Some friends of mine at the Monadnock Lodging Association were the ones who first suggested that I start a blog. I've got to admit, it is a lot of fun. This morning I drove out to Stuart and John's Sugar House in Westmoreland, to follow up on the maple syrup question. After speaking with John (yes, the John), I was able to get some answers.
As you can see by the steam, they are already boiling down sap. This year's syrup is on sale at the restaurant, which was packed. They began production last week, the earliest start in memory. So far, the sap has really been flowing and is of very high quality (he described it as "light" and "delicate tasting").

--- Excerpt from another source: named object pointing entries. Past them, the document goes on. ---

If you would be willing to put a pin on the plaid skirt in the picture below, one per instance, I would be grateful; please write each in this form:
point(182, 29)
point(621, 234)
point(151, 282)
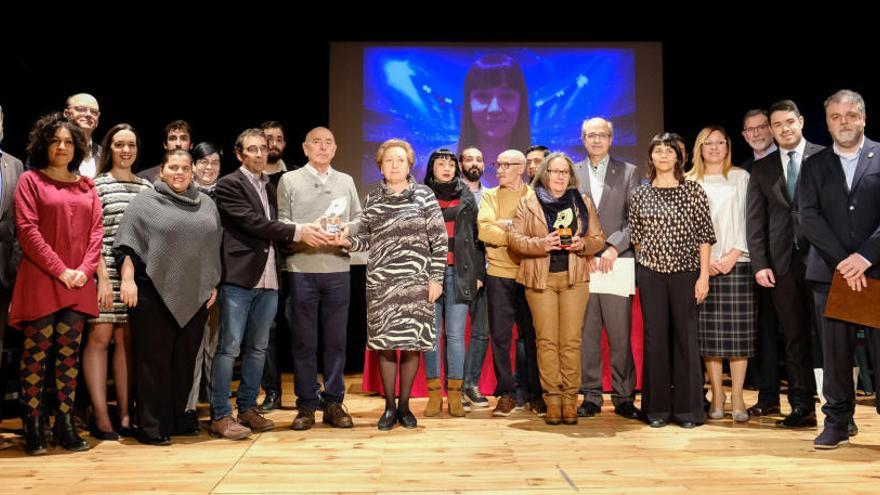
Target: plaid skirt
point(727, 316)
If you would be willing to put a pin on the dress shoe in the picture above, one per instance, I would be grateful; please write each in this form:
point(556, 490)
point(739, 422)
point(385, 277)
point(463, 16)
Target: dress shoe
point(388, 420)
point(34, 437)
point(588, 409)
point(271, 402)
point(763, 409)
point(304, 420)
point(66, 435)
point(159, 441)
point(830, 439)
point(406, 419)
point(228, 428)
point(799, 418)
point(627, 410)
point(255, 421)
point(336, 416)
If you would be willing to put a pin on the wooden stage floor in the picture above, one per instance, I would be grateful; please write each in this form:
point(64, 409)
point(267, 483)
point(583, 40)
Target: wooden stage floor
point(478, 454)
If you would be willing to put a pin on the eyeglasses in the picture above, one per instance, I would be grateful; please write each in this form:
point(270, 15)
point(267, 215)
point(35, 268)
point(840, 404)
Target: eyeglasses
point(253, 149)
point(506, 165)
point(205, 163)
point(756, 129)
point(85, 109)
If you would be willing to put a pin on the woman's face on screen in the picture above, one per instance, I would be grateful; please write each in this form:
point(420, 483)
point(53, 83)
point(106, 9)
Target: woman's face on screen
point(495, 110)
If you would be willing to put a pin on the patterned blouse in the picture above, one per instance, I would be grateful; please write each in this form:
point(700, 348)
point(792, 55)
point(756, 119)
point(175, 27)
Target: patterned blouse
point(669, 225)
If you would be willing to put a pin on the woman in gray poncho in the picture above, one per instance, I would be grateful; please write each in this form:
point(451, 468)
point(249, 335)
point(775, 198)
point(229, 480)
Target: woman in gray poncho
point(168, 248)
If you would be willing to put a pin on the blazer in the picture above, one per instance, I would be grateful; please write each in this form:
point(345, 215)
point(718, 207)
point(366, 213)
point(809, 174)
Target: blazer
point(247, 232)
point(621, 181)
point(772, 217)
point(10, 253)
point(838, 220)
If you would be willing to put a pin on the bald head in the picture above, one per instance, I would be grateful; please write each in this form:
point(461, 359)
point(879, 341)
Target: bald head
point(320, 147)
point(83, 110)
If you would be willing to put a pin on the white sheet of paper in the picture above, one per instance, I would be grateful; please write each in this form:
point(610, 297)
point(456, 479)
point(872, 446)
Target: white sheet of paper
point(620, 281)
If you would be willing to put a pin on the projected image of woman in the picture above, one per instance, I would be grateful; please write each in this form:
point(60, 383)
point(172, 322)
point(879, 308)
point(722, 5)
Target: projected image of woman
point(495, 110)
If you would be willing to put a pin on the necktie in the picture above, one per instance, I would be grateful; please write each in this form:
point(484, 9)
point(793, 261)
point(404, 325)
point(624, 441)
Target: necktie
point(792, 174)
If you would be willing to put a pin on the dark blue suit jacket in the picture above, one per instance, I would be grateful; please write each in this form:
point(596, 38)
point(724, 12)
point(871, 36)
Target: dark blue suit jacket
point(838, 220)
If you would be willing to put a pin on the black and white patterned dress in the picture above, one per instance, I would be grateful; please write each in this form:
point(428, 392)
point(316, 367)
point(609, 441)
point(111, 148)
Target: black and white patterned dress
point(405, 238)
point(115, 195)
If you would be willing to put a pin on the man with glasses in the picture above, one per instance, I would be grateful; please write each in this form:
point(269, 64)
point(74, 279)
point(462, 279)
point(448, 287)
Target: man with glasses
point(507, 300)
point(778, 251)
point(610, 184)
point(82, 109)
point(534, 157)
point(178, 135)
point(756, 132)
point(249, 285)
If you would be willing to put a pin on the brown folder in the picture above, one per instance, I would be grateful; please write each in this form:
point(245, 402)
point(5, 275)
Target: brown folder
point(861, 308)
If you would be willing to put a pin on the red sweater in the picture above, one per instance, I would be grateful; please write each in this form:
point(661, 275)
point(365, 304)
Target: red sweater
point(59, 226)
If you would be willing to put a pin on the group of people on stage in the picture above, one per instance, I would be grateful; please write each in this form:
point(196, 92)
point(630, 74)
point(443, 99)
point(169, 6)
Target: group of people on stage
point(186, 271)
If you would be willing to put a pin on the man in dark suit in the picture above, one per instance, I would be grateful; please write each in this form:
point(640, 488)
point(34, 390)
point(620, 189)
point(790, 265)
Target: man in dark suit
point(249, 285)
point(757, 133)
point(778, 252)
point(10, 170)
point(839, 197)
point(609, 183)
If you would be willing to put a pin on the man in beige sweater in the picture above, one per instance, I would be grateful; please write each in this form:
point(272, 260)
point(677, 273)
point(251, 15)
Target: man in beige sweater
point(507, 302)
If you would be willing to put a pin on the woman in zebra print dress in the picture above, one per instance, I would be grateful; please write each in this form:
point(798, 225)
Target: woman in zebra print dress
point(116, 185)
point(402, 229)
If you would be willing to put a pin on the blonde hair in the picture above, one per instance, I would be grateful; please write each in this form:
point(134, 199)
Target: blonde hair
point(395, 143)
point(699, 169)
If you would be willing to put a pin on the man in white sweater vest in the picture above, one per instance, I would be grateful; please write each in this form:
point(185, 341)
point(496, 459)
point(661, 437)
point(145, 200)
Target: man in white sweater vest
point(318, 279)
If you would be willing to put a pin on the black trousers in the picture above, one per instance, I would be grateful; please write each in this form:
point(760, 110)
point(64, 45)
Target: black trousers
point(838, 346)
point(794, 305)
point(164, 359)
point(672, 379)
point(508, 305)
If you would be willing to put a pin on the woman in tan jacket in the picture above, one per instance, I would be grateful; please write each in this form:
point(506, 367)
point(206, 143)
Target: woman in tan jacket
point(556, 231)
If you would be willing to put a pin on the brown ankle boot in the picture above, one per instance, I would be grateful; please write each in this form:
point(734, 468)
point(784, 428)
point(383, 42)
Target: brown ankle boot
point(435, 398)
point(554, 409)
point(453, 398)
point(569, 411)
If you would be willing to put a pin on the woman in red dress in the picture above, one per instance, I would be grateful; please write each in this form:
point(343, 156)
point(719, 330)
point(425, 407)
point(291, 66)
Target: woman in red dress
point(59, 226)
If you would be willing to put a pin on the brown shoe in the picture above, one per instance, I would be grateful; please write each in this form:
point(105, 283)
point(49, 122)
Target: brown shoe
point(304, 420)
point(569, 413)
point(504, 407)
point(229, 428)
point(336, 416)
point(255, 421)
point(554, 410)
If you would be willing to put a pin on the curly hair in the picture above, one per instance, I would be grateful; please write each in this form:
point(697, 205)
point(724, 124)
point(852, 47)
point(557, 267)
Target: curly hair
point(41, 136)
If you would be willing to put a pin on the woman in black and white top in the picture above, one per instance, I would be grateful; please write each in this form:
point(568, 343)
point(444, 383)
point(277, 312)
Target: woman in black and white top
point(672, 232)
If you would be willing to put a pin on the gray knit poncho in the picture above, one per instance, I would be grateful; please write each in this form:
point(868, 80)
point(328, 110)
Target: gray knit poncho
point(177, 236)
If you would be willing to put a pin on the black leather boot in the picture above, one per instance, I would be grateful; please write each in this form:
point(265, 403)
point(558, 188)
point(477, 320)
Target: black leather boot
point(66, 435)
point(34, 440)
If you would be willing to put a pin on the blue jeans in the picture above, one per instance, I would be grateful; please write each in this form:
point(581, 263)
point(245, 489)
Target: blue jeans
point(331, 293)
point(245, 317)
point(476, 353)
point(455, 316)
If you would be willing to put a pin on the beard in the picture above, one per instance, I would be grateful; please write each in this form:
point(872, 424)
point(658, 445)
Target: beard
point(473, 174)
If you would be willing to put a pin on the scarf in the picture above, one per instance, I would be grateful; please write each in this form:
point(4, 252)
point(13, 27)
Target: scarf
point(553, 207)
point(177, 236)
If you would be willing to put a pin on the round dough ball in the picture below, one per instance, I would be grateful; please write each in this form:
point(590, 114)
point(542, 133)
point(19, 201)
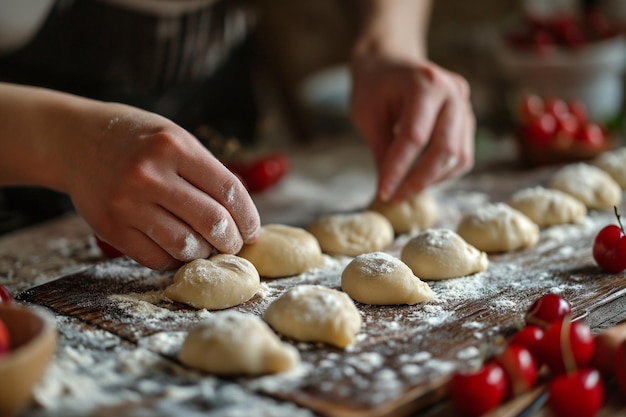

As the season progresses, the quality tends to deteriorate.
They have a large facility, and it looks clean and new. There are copper pipes on the ceiling that bring in the sap from outside. It collects in a vat, where it is fed down into the pot (in the picture below). That's Stuart off to the right.
According to the New Hampshire Maple Producers Association, the industry produces $5 million in revenue and 90,000 gallons of syrup (on average statewide). Both John and the NHMPA agreed that last year was "the best season on record". In 2011, Stuart and John's boiled down 120,000 gallons of sap into 3,000 gallons of syrup. This year, John has low expectations. He doesn't forsee the cold nights necessary for sustained production. He'll be happy with a mediocre season. You know what that means. Buy maple futures now to lock in low prices.